Gulyás responded by saying that Vágvölgyi underestimates the intellectual abilities of 13-14-year-old Swedish children and that they are able to understand what is being said here. At the same time, the left recently accused Vágvölgyi of "dehumanizing in all kinds of ways" in a fashionable way.

Bringing up dehumanization is common on the left when they don't want to argue, and therefore accuse the opponent of not seeing them as human beings. Of course, this is never the case, they imagine this thing in the minds of their debate partners, otherwise something might have been confused in Gulyás's mind, because Vágvölgyi's question is not as dehumanizing as when you tell a trans person that he is a man, even if they are women. he imagines himself (although guys are also people, so dehumanization doesn't stop here either).

It is so incomprehensible why Gulyás brought up the dehumanization argument that one suspects that he actually had no idea what he was saying.

But what Gulyás says about the cognitive abilities of 13-14-year-old Swedish students is also exciting. Vágvölgyi already noted that the school is also an authority, and it is not customary to question all the information that is said there. If a student argues with the course material (if he wants to learn it at all), he usually does so under the influence of his parents and what he hears at home. Of course, 13-14 year old students understand what is in the video. They just won't question it.

I don't see crowds of 13-14-year-old Swedish students researching Hungarian affairs, because they are suspicious that the activist and the Swedish CEU woman in the video lied.

In addition, Swedish schools teach all world history, but much less than, for example, here. The curriculum of Swedish history education and civics classes is much more Sweden- and Scandinavia-focused than the Hungarian literature is focused on Hungary.

And one more thing: when Ferenc Kőszeg couldn't decide whether it was wrong for a teacher and his student to masturbate together, Gulyás protested strongly, indicating that in his opinion even 17-18-year-old students can't decide what is actually good for them.

So, the 17-year-old student is not emotionally and intellectually mature enough to give consent, but he has the maturity to assess the truth of a teaching video defaming Hungary on political grounds.

Sexual maturity and intellectual maturity are not the same thing, but they are related, and sexual maturity usually occurs earlier. Our brain continues to develop until we are 25 years old.

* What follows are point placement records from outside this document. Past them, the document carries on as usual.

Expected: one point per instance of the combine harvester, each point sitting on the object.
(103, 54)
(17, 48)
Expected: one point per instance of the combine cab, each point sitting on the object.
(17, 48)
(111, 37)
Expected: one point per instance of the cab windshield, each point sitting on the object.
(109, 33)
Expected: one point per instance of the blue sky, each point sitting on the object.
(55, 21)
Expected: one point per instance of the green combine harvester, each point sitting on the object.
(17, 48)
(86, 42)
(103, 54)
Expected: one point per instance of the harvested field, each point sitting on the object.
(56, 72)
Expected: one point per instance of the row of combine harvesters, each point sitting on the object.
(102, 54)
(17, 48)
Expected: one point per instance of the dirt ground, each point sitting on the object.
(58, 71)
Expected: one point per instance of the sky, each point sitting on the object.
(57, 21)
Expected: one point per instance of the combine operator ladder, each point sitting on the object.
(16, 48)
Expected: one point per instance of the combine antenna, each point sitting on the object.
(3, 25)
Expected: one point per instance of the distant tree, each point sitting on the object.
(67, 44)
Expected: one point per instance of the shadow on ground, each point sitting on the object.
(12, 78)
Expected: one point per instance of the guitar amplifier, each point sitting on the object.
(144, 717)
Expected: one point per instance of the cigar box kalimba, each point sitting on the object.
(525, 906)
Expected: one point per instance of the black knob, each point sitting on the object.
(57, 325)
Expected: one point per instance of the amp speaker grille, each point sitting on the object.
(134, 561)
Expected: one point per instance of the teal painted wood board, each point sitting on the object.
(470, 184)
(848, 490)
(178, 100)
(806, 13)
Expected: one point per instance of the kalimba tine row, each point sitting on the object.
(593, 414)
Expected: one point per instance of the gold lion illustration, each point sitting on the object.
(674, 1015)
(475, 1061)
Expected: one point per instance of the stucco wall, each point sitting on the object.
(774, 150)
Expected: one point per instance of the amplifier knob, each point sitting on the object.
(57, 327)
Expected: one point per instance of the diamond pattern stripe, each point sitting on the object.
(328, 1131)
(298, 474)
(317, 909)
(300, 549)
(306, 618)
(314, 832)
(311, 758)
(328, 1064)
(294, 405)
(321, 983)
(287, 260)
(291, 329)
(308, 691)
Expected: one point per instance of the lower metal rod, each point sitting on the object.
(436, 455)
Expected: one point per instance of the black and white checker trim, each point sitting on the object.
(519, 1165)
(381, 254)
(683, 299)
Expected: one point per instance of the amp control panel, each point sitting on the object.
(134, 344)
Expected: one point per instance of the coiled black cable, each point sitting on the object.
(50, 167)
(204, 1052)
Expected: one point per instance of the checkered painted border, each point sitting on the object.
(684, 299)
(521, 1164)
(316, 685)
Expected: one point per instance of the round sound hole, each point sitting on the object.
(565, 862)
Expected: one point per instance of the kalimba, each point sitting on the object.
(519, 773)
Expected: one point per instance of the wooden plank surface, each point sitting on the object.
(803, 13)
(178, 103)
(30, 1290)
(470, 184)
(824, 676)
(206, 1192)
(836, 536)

It is enough to open a university developmental psychology textbook and skim the chapters on school and adolescence to see that the age of 13-14 is quite turbulent both emotionally and intellectually - although we can also know this from our own experience.

So no, it doesn't have the same weight if something is a course material, or if something is part of public discourse, maybe an educational video for further training, but not a course material.

If the curriculum was not particularly important in education, then the Hungarian left would not spend so much on the Hungarian framework curriculum either. No matter how we twist it, the fact that Gulyás appears in a false school educational video is more serious than if the same false video was not a school curriculum video.

It is quite clear that Márton Gulyás only feels comfortable when he has to ask. If you answer, then much less. Good luck with further thematizing the housing crisis.